02.09.2023
Von Esther Reiserer. Erschienen in: Die Presse, 02.09.2023
Zu unflexibel, zu träge, zu teuer: Die Vorurteile gegenüber älteren Arbeitnehmern sind zwar weit verbreitet, aber oft falsch.
„Bei uns gibt es einen Berater, der ist 73 Jahre alt und hat erst kürzlich einen Kundenvertrag über vier Jahre abgeschlossen“; führt Ursula Burgstaller-Skalla, HR-Chefin bei MSG Plaut, als Beispiel an. Die Firma sei darauf bedacht, Bewerber nach ihren Qualifikationen und dem Personality-Job-Fit einzustellen. Nicht anhand ihres Alters.

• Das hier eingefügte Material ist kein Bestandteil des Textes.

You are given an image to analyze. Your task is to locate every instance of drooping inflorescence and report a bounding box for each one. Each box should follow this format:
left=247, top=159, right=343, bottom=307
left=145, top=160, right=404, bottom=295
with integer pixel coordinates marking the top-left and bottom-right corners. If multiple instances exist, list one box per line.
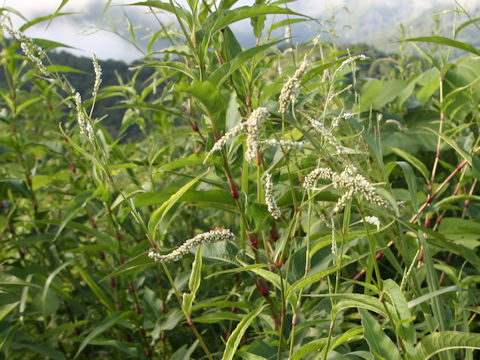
left=308, top=116, right=347, bottom=155
left=364, top=216, right=381, bottom=230
left=260, top=138, right=305, bottom=150
left=304, top=165, right=388, bottom=212
left=92, top=52, right=102, bottom=99
left=278, top=57, right=308, bottom=115
left=3, top=25, right=49, bottom=76
left=74, top=92, right=94, bottom=142
left=204, top=107, right=270, bottom=164
left=148, top=228, right=235, bottom=263
left=245, top=107, right=270, bottom=163
left=264, top=172, right=281, bottom=219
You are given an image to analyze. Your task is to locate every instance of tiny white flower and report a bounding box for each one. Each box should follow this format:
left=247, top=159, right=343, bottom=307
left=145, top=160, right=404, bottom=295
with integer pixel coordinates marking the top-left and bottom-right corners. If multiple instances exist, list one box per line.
left=308, top=116, right=346, bottom=155
left=92, top=52, right=102, bottom=98
left=148, top=228, right=235, bottom=263
left=20, top=41, right=48, bottom=75
left=304, top=166, right=389, bottom=212
left=260, top=138, right=304, bottom=150
left=364, top=216, right=381, bottom=231
left=245, top=107, right=270, bottom=163
left=278, top=58, right=308, bottom=115
left=74, top=92, right=86, bottom=135
left=264, top=172, right=281, bottom=219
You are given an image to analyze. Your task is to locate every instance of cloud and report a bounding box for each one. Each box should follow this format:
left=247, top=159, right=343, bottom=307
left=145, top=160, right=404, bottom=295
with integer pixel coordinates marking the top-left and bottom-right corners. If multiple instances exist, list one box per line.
left=3, top=0, right=476, bottom=62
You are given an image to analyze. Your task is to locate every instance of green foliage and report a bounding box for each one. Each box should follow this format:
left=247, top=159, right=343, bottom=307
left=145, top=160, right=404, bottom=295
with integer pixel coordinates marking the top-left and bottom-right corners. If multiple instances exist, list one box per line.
left=1, top=2, right=480, bottom=360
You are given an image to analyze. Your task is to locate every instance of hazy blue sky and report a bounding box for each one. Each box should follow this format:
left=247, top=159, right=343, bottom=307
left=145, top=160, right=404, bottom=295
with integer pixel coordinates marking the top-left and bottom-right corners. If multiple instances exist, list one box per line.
left=1, top=0, right=475, bottom=62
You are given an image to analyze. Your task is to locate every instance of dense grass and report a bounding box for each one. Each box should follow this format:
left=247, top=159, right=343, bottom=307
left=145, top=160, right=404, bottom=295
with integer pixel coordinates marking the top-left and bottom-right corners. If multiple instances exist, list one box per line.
left=1, top=1, right=480, bottom=359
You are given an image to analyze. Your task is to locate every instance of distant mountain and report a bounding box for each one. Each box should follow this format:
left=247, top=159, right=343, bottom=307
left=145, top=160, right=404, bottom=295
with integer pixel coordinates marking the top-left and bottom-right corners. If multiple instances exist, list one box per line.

Im Fall des Kollegen Gerhard Friedrich betont sie: "Er läuft auch noch Marathons. So einen fitten Jungen müssen Sie erst mal finden." Die Firma biete flexible Arbeitszeiten und Mentorship-Programme. "Es ist wirklich keine große Herausforderung, ein Arbeitsumfeld zu schaffen, in dem sich junge und ältere Personen wohlfühlen." Dennoch halten Vorurteile viele davon ab, noch einmal Job zu wechseln oder sich weiterzubilden. Und vonseiten der Arbeitgeber: ihnen eine Chance zu geben. Was für die Betroffenen entmutigend sein kann, bedeutet auch wirtschaftliche Einbußen. So liegt die Erwerbstätigenquote der 55 bis 64-Jährigen hierzulande bei nur 56,4 Prozent. Im Vergleich zum Vorjahreszeitraum ist sie nur um einen Prozentpunkt gestiegen, wie die Statistik-Austria-Erhebung zeigt.
„Es braucht pre-pensionäre Weiterbildung, um die Mitarbeitenden leistungsfähig zu halten, die Bindung zu stärken und ihnen auch noch Karrieremöglichkeiten aufzuzeigen“, sagt Walter Reisenzein. Der Executive-Outplacement-Berater war zuletzt in leitender Funktion bei der Personalberatung LHH tätig. Er beschäftigt sich damit, wie Senior Retention also das Behaltemanagement von Personen ab 50 Jahren funktionieren kann. „Führungskräfte sollen sich nicht an den Defiziten, sondern Stärken orientieren. Ältere in den Prozess einbinden und fünf Jahre vor Pensionsantritt fragen: Was möchtest du noch lernen?" So werde Wertschätzung auf beiden Seiten ermöglicht. Und die Option, Beschäftigte bei Bedarf zurückzuholen. In den USA sei das „Boomerang“-System gang und gäbe. „Es ist üblich, nach der Verabschiedung in Kontakt zu bleiben und auch mal zu einer Firma zurückzukommen. Hier ist es selten der Fall, da spielen auch Eitelkeit und Stolz eine Rolle“, so Reisenzein.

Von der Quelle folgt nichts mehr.